Watkins also uses her platform to address African Americans’ reluctance to face the issue of suicide. “When Mekye died, there were members of my family who couldn’t even utter the word,” she says. “They couldn’t talk about how my son died.” And that mentality, Watkins adds, goes “across the board in our community.”
“Raising the issue of depression or suicide is not going to cause anybody to kill themselves,” says MaryAnn Black. “However, not raising the issue can lead to tragedy.”
Nineteen-year-old Jokyra Bullock agrees. “I don’t know if I was suicidal, but there was a period in high school where I felt like I didn’t want to be here,” says the Winston-Salem State biology major. The Durham native, who first met Poole as a student in her fifth-grade class, attended a number of Poole’s yellow ribbon workshops in 1998 and 1999. “The programs helped a lot,” she says. “She made me realize that I could talk through my problems, and that I didn’t have to be alone. Whenever I felt the need, I could just pick up the phone and call her, or anyone who would listen,” continues Bullock. “She is still someone I can always talk to.”
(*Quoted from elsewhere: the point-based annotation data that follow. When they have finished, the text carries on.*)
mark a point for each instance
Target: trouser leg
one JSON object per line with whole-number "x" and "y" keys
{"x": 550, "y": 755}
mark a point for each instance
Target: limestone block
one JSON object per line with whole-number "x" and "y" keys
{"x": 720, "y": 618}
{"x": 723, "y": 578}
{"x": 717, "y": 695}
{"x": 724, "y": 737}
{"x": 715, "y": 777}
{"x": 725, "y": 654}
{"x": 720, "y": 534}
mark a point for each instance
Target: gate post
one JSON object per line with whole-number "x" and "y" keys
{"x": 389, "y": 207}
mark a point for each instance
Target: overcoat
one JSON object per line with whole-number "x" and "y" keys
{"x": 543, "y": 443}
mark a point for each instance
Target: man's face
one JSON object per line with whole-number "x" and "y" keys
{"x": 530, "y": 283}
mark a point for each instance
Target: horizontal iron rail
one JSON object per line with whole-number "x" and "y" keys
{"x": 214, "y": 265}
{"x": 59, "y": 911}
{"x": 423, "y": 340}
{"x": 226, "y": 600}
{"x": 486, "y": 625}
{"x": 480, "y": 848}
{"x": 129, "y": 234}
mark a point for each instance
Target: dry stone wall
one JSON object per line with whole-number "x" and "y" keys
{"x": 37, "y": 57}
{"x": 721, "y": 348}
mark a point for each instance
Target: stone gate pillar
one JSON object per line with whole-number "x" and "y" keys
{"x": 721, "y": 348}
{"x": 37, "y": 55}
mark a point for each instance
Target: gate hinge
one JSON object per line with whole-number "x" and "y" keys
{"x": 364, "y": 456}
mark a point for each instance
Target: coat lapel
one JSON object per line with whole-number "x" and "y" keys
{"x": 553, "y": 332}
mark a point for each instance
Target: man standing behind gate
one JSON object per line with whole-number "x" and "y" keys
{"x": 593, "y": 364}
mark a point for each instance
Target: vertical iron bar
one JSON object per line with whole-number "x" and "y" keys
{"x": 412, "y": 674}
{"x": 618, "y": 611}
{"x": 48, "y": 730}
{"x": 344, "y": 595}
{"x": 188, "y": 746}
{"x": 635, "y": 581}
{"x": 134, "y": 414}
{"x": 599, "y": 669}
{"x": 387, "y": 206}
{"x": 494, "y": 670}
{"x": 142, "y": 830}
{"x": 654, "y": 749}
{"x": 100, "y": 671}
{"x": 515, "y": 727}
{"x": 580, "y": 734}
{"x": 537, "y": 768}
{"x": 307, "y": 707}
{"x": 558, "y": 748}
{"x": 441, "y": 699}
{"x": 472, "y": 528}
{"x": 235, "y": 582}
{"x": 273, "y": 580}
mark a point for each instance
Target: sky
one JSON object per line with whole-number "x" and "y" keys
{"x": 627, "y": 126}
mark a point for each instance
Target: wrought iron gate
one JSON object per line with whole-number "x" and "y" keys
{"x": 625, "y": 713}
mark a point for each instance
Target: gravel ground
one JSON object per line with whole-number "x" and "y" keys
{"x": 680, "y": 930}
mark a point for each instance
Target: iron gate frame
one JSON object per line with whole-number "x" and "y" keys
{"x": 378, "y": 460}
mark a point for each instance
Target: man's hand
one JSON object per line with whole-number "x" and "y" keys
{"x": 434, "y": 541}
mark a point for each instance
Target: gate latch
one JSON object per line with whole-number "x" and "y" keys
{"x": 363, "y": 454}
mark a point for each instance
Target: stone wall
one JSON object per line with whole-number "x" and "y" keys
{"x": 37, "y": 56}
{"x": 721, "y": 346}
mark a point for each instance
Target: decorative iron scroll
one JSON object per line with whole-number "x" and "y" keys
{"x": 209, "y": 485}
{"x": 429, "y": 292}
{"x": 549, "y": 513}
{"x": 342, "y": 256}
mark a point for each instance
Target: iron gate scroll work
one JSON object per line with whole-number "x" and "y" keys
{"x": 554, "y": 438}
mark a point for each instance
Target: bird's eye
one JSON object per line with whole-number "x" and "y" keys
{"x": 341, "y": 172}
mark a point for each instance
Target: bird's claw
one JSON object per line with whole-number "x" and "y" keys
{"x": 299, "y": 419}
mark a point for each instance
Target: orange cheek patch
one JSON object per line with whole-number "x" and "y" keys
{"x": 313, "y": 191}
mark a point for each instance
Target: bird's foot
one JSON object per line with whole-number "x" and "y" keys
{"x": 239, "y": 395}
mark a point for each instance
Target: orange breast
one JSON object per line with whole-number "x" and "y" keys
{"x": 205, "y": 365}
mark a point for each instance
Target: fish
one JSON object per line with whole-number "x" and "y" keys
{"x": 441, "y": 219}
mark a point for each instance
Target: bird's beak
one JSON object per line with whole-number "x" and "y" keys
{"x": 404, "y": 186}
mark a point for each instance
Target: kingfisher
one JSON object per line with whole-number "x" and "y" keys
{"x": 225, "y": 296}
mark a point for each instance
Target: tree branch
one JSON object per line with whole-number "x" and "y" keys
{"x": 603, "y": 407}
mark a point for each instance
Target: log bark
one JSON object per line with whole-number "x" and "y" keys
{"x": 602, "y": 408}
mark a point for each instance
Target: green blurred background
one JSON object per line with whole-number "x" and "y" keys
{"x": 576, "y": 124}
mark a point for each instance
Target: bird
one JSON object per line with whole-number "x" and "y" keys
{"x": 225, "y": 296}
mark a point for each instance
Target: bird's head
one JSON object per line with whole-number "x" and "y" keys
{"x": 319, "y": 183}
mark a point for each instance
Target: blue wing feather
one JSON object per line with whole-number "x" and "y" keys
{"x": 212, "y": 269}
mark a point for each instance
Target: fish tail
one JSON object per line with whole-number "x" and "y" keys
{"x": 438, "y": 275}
Poole wants to be there for more kids. She is currently pursuing a second masters degree in counseling at North Carolina Central University to go along with a previous one in elementary education. She plans to become a school guidance counselor after she completes the program.
“Sometimes I ask God, ‘God why did you have to choose me?’” says a smiling Poole, with her eyes closed and head tilted toward the sky. “But I know what He wants me to do.
“You can take those tragic things that happen to you in life and turn them into positives,” she says.
Poole and Watkins are positive that the brief lives of Torian and Mekye can encourage a more open dialogue about suicide in a community that has traditionally refused to confront their killer–a dialogue which has helped kids like Bullock continue to lead productive lives.
There may be no way to measure success, or to account for those who, as a result of their efforts, recognized suicidal tendencies in themselves or someone else and got help. But to Poole and Watkins, not knowing how successful they are may be the best measurement of all.